And he spent the remainder of his hour—some forty-five minutes now—sitting silent among the silent graves, the world passing by on Tremont Street beyond the fence, the murmur of voices, the hum of cars, people leaving him alone out of respect or indifference.

––––––––

Zach stood in the entry alcove and rang the buzzer to their apartment. He did this despite having a key out of respect for Allison’s privacy and in acknowledgement of her current “ownership” of that space. It was only after ringing the buzzer, as he waited for Allison to stop whatever she was doing and descend the stairs to let him in, that he wondered if she’d interpret the gesture as petulance rather than respect, his forcing an inconvenience on her in return for her forcing a painful separation on him. But who had forced the separation on whom? These unsettling ruminations all fled his mind as soon as he saw Allison gliding down the bottom flight of stairs and skip across the foyer in bare feet, jeans, and a cowl-necked white sweater that set off her dark eyes and beautiful shoulder-length auburn hair. She was beautiful as his wife; she was even more beautiful as the unfamiliar stranger he was dating for the first time.
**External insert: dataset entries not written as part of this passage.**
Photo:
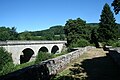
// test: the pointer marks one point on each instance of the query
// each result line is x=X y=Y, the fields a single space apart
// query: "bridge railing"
x=30 y=42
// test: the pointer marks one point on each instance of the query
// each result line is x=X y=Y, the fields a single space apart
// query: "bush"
x=116 y=44
x=42 y=56
x=6 y=62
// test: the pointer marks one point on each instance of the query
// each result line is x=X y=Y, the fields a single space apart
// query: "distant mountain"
x=93 y=24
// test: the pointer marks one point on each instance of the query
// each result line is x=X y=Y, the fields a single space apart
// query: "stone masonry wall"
x=44 y=70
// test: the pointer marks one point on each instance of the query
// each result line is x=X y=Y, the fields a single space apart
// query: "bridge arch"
x=26 y=56
x=55 y=49
x=43 y=49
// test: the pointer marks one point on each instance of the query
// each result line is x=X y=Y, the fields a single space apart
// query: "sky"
x=35 y=15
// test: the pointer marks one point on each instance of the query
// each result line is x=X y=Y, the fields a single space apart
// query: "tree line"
x=77 y=32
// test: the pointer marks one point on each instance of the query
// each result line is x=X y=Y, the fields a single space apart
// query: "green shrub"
x=6 y=62
x=116 y=44
x=42 y=56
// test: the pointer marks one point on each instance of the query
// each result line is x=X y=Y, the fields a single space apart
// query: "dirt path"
x=96 y=65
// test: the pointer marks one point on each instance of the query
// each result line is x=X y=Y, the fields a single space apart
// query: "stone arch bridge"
x=24 y=51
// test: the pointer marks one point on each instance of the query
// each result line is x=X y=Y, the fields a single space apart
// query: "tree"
x=116 y=5
x=107 y=30
x=94 y=38
x=8 y=33
x=25 y=36
x=73 y=30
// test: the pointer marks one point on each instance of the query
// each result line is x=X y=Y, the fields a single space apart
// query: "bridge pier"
x=24 y=51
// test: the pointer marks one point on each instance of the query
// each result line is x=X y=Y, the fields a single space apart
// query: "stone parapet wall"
x=45 y=69
x=59 y=63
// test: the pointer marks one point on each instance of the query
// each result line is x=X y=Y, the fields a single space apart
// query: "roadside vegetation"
x=77 y=32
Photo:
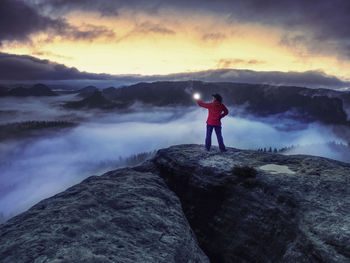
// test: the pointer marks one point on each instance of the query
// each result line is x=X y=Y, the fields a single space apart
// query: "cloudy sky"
x=158 y=37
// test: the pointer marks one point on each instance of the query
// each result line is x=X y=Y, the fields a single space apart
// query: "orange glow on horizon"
x=173 y=43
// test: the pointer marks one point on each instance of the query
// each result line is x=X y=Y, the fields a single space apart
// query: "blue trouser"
x=218 y=136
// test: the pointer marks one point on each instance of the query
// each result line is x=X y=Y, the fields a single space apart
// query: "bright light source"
x=196 y=96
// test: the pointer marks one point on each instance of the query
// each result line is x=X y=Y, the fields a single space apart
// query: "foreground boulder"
x=242 y=206
x=121 y=216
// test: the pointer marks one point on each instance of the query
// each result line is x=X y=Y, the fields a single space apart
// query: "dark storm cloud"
x=213 y=37
x=22 y=67
x=312 y=79
x=18 y=20
x=319 y=23
x=18 y=67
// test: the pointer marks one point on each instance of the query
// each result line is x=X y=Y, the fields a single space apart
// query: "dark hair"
x=217 y=97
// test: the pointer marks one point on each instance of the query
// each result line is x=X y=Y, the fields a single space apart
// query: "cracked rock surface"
x=121 y=216
x=190 y=205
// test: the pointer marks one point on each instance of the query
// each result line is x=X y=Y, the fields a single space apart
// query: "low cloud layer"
x=33 y=169
x=22 y=67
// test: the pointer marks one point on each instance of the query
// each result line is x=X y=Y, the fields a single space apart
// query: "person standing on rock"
x=217 y=110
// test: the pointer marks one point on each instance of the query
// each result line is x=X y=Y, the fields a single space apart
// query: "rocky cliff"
x=188 y=205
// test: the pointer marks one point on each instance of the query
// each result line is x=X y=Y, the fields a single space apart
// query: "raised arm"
x=202 y=104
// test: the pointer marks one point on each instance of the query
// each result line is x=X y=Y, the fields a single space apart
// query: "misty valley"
x=52 y=139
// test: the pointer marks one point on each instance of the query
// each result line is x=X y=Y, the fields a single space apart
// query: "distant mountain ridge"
x=36 y=90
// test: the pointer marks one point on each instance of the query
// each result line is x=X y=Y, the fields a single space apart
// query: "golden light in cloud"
x=172 y=43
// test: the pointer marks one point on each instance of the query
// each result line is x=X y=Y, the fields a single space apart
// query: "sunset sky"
x=150 y=37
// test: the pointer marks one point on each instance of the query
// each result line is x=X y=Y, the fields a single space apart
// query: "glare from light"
x=196 y=96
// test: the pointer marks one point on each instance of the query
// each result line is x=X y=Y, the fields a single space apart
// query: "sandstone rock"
x=296 y=215
x=121 y=216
She swung the door open. “You didn’t have to buzz, Silly!”

“I just—”

She grabbed the bouquet of red roses out of his hands even before he had a chance to offer them. “They’re beautiful, Zach. Thank you so much.” She stood on her tiptoes and kissed his cheek. “I can’t remember the last time you brought me flowers.”

Zach followed as she headed back up the stairs. “Never.”

“That’s not true,” she said from four steps ahead. “You brought me that bouquet of violets after the band trip.”

He laughed. “Our first separation—I was so heart-broken.” When he realized what he’d just said, he regretted both the statement and the admission. He wished he could take it all back; but there it was—out in the open (or in the anonymous stairwell—he was glad she was well ahead of him, her eyes directed up, not back).

She waited at the top of the stairs for him to catch up. “So these aren’t my first flowers.”

He nodded. “True, but I’d picked those violets.”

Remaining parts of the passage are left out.